Following in the footsteps of George Lansbury and the Poplar Labour councillors who defied the Tory-imposed rate increases in 1921, the slogan of today’s Labour leaders should be: “Better to break the law than break the poor!”
For co-ordinated industrial action!
In stark contrast to the Mayor, the RMT leadership has shown the militancy that is needed. General secretary Mick Lynch responded to the proposed Tory cuts saying:
“It’s clear from what we know that the government-driven wrecking ball would reduce transport in London to rubble. We will fight that assault with every tool at our disposal if ministers don’t wake up and see sense.
“We are calling on the Mayor and the people of London to stand with the transport workforce in a campaign to secure the funding our services need.”
The scheduled action on the Night Tube – from 27 November to 17 December – is the first shot in this battle. The whole of the labour movement must support striking RMT members in their struggle.
For the Night Tube to run safely and efficiently, with no detriment to the conditions of Tube workers, more staff must be taken on, with no loss of pay.

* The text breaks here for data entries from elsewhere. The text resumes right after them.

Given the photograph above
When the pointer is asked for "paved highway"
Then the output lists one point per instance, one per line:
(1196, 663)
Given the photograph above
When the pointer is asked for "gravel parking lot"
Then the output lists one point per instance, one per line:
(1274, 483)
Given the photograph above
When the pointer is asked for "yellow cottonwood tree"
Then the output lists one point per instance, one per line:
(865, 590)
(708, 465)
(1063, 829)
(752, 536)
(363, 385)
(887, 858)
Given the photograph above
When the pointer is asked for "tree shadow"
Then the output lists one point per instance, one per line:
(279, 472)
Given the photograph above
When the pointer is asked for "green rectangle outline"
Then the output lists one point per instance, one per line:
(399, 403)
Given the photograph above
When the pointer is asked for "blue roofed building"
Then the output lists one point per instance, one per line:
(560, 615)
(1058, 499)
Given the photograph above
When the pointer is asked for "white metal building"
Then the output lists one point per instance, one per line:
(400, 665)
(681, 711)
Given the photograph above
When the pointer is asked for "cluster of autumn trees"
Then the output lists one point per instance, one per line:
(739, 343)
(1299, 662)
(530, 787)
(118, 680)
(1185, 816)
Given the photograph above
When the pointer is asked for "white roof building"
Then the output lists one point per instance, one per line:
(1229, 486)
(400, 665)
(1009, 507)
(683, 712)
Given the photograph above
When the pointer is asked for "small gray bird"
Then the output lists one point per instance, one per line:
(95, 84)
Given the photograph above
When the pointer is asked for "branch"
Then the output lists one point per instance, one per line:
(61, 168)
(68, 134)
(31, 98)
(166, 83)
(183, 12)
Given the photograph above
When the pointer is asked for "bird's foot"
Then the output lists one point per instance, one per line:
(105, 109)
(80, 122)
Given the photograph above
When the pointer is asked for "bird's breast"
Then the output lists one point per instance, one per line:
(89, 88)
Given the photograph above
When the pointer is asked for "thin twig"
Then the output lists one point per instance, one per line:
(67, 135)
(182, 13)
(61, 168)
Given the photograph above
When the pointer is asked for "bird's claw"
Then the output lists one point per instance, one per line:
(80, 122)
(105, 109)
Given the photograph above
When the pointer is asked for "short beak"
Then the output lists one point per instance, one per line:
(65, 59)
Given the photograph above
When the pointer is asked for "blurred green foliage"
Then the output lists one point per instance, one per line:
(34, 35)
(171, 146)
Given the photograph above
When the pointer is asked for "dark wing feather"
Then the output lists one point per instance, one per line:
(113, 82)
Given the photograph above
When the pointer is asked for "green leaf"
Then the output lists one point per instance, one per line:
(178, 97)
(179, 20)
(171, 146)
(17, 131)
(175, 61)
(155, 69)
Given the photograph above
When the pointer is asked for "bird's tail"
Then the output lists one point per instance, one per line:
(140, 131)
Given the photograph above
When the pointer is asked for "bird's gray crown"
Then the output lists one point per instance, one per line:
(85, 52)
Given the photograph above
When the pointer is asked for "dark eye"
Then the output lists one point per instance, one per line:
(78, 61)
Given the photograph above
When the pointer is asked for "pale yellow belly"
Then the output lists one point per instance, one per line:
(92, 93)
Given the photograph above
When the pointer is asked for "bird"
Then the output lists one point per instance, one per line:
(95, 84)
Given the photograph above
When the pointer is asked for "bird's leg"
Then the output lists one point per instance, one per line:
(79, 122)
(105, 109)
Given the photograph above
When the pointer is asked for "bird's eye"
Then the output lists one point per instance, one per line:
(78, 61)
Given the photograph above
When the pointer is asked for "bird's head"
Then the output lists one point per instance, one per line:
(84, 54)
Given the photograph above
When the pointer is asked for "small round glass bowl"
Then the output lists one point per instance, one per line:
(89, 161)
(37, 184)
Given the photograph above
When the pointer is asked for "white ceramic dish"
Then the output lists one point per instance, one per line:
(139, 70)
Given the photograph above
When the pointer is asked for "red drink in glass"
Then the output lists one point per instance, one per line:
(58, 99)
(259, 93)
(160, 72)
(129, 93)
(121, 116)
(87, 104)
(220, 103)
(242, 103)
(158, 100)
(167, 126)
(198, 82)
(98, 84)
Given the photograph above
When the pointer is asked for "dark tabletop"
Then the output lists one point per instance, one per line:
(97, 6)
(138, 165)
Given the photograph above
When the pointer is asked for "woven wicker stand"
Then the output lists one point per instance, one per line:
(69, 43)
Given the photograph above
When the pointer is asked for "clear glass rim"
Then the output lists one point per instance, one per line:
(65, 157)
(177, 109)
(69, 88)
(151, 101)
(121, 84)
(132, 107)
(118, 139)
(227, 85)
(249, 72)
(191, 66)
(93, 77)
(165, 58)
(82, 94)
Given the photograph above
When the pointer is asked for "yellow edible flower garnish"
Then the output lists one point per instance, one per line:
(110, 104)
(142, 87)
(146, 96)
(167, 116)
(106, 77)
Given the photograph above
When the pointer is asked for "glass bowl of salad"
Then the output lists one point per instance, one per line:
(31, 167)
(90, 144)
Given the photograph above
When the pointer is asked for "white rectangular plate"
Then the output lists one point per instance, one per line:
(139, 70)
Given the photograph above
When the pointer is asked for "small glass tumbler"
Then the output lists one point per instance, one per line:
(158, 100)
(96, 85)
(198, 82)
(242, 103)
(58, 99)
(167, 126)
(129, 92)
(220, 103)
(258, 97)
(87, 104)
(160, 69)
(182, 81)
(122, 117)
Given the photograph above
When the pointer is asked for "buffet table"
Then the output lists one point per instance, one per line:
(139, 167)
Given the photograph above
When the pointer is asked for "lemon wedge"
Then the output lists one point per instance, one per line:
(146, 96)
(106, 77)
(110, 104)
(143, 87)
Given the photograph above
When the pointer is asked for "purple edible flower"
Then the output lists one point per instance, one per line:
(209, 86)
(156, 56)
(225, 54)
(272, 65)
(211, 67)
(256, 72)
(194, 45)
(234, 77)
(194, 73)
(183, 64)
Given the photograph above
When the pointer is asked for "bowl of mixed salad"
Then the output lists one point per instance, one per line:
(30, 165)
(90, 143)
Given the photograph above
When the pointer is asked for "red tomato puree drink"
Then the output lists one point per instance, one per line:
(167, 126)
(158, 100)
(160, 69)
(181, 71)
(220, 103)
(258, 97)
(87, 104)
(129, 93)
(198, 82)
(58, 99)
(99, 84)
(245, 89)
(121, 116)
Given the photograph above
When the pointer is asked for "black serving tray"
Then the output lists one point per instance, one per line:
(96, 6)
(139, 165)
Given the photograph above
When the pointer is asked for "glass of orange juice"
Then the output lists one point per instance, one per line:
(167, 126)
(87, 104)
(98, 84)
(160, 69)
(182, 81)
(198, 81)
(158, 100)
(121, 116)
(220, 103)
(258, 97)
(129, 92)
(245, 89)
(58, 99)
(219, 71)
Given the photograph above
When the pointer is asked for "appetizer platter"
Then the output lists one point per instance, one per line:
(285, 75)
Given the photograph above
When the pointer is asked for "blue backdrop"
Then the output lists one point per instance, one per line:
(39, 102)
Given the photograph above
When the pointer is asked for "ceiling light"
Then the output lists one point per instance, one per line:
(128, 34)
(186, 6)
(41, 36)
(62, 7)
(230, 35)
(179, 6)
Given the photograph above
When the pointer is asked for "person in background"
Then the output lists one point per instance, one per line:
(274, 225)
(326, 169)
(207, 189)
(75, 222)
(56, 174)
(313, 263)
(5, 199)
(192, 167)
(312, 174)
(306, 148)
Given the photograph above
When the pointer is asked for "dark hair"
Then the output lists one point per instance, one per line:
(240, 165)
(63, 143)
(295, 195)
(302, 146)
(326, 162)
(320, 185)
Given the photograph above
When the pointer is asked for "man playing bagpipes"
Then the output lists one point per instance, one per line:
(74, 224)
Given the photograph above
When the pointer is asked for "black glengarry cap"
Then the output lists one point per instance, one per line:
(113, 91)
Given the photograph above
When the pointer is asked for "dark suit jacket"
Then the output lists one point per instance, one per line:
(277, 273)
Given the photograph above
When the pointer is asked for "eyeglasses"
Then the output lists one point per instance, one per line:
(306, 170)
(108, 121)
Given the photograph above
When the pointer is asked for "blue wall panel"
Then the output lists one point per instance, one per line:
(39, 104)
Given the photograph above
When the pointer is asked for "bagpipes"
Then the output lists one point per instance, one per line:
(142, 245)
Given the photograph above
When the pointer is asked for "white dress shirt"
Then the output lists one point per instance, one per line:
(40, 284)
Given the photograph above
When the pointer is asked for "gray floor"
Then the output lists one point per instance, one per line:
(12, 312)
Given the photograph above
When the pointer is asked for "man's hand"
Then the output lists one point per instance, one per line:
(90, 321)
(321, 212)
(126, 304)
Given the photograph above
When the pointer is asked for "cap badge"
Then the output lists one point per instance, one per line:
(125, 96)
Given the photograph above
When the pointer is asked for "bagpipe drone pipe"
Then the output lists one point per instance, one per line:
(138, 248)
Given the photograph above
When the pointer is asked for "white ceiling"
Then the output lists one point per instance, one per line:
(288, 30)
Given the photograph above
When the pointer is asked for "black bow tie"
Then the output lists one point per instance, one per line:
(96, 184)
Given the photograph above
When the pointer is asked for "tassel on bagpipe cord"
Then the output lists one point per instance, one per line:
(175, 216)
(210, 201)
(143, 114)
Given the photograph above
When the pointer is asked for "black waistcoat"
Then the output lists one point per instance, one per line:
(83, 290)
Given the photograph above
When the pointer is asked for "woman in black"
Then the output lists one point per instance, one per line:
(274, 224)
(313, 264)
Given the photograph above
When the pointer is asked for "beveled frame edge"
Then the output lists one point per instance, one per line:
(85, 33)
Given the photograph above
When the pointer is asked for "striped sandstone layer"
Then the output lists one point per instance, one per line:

It is also welcome to see that the TUC, RMT, TSSA, Unite, ASLEF and International Transport Workers’ Federation have started a wider campaign to save London’s transport. This includes a petition and demonstration on Wednesday 1 December.
But this will need to be combined with co-ordinated, militant industrial action in the months ahead, if the campaign is to achieve its aims and force the government into giving the funding.
Workers’ control
Such action could be decisive. But this requires bold demands that go beyond calls for a new funding package and an end to cuts. The labour movement must fight for nothing short of workers’ control.
After all, if we want to save London’s transport, it will have to be us who decide its future by administering it ourselves.
Senior management at TfL are being offered a £12 million ‘cash for cuts’ bonus scheme in reward for successful implementation of the government’s cuts. The bosses will gladly sacrifice our transport system for their own gain.
We cannot rely on these fat-cat executives – nor trust the Tories – to implement a budget that will secure staff and passenger safety, and a quality London transport service.
Let us, transport workers, create our own budget, with a mass campaign across the labour movement to demand that the bosses and their political representatives pay up, in order to provide working-class Londoners with the public transport network that they need and deserve.